14. Fiordland National Park
Fiordland National Park in New Zealand is a huge glacier-carved wilderness that contains some of the country's oldest rocks. Rare and unusual wildlife has survived in its remote landscapes, including the takahē, a giant endemic bird long thought to be extinct, and the kākāpō, the only nocturnal, flightless parrot in the world. Covering 2.9 million acres, Fiordland is one of the most sparsely visited and wildest areas in the Southern Hemisphere.
Athithan Vignakaran on Unsplash
15. Vale do Javari
Vale do Javari is one of the most remote corners of the Brazilian Amazon Rainforest. It is home to an estimated 2,000 to 3,000 Indigenous people, many of whom belong to uncontacted tribes. The reason Vale do Javari is so inaccessible is not because of its physical geography.
16. Cape Melville
Cape Melville is a remote rainforested area on the cape of the same name in Australia. Towering granite boulders encircle Cape Melville, making travel to the Cape nearly impossible via land. It is completely cut off from civilization and in many ways it doesn't even feel like it is just 900 miles from Brisbane.
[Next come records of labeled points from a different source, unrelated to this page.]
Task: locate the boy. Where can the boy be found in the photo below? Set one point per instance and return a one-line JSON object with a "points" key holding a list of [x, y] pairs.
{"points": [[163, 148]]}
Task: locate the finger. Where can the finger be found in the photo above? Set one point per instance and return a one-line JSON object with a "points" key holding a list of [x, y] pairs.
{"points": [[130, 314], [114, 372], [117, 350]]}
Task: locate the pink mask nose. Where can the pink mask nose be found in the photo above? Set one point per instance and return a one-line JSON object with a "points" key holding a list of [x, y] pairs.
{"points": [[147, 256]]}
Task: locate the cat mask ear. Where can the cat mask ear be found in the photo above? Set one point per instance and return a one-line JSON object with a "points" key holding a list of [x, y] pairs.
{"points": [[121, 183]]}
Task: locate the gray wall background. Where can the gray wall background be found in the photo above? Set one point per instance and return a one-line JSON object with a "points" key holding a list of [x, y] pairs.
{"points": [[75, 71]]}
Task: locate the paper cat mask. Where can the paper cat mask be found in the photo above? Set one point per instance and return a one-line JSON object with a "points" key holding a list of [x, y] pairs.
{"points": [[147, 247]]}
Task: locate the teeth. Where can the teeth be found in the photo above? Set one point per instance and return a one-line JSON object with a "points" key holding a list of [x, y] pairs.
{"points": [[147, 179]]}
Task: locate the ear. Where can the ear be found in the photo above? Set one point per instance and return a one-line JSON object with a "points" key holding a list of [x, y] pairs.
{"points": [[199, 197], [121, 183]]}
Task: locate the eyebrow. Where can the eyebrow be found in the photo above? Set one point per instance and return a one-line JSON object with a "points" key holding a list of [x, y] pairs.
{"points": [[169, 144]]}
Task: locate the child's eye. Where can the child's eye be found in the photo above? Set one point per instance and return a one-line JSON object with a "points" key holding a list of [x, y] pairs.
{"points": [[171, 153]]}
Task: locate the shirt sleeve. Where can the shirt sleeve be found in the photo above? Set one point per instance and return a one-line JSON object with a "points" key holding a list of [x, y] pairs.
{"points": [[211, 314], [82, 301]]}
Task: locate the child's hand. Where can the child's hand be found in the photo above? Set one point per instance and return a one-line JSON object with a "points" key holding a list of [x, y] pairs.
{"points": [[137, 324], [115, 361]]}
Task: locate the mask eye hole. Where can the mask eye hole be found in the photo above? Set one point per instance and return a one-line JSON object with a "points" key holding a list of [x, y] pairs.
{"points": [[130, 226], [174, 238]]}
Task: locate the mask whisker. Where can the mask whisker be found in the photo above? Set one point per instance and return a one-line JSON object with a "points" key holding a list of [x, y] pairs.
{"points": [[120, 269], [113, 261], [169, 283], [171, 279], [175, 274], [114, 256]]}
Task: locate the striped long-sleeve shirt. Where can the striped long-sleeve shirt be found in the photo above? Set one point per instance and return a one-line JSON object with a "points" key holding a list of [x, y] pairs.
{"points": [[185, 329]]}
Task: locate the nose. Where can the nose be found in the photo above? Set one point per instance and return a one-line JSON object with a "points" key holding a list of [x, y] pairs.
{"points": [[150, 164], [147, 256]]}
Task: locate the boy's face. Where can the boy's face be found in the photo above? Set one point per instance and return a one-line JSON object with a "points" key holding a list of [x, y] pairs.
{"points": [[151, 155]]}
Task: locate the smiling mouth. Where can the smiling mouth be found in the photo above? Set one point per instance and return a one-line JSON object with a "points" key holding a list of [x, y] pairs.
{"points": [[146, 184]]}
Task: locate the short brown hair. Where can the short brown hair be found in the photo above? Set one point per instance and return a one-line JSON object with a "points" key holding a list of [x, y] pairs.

17. Star and Nakanai Mountains
The unexplored forests of the Star and Nakanai Mountains in Papua New Guinea are among the most inaccessible and least known in the world. No one has mapped hundreds of square miles of the mountain range. Nakanai is one of the world's most recently discovered places and its biological diversity is second to none.
18. North Sentinel Island
The most isolated place on Earth is possibly North Sentinel Island in the Bay of Bengal. It has been inhabited by the Sentinelese people for more than 55,000 years. North Sentinel Islanders have rejected contact with the outside world, allowing them to maintain their way of life and keeping the island largely unexplored. The island is surrounded by a three-mile exclusion zone, and is thought to be home to 50 to 300 people living in total isolation from the outside world.
19. Devon Island
Devon Island is the largest uninhabited island in the world and is located in Canada. It is larger than 21,000 square miles. It is a polar desert that is very similar to Mars. NASA often sends astronauts to Devon Island to train for future Mars missions. The only living things that inhabit the island are a small population of animals that can withstand the extreme conditions and extremophiles.
20. Northern Greenland
Northern Greenland is one of the least populated and most inaccessible places on Earth. Although Vikings and Indigenous Greenlanders have inhabited the coast for centuries, the far-northern interior is still being mapped as glaciers melt and new islands are exposed. With 80 percent of the island covered by an ice sheet more than a mile thick, Greenland's interior is mostly inaccessible and uninhabitable.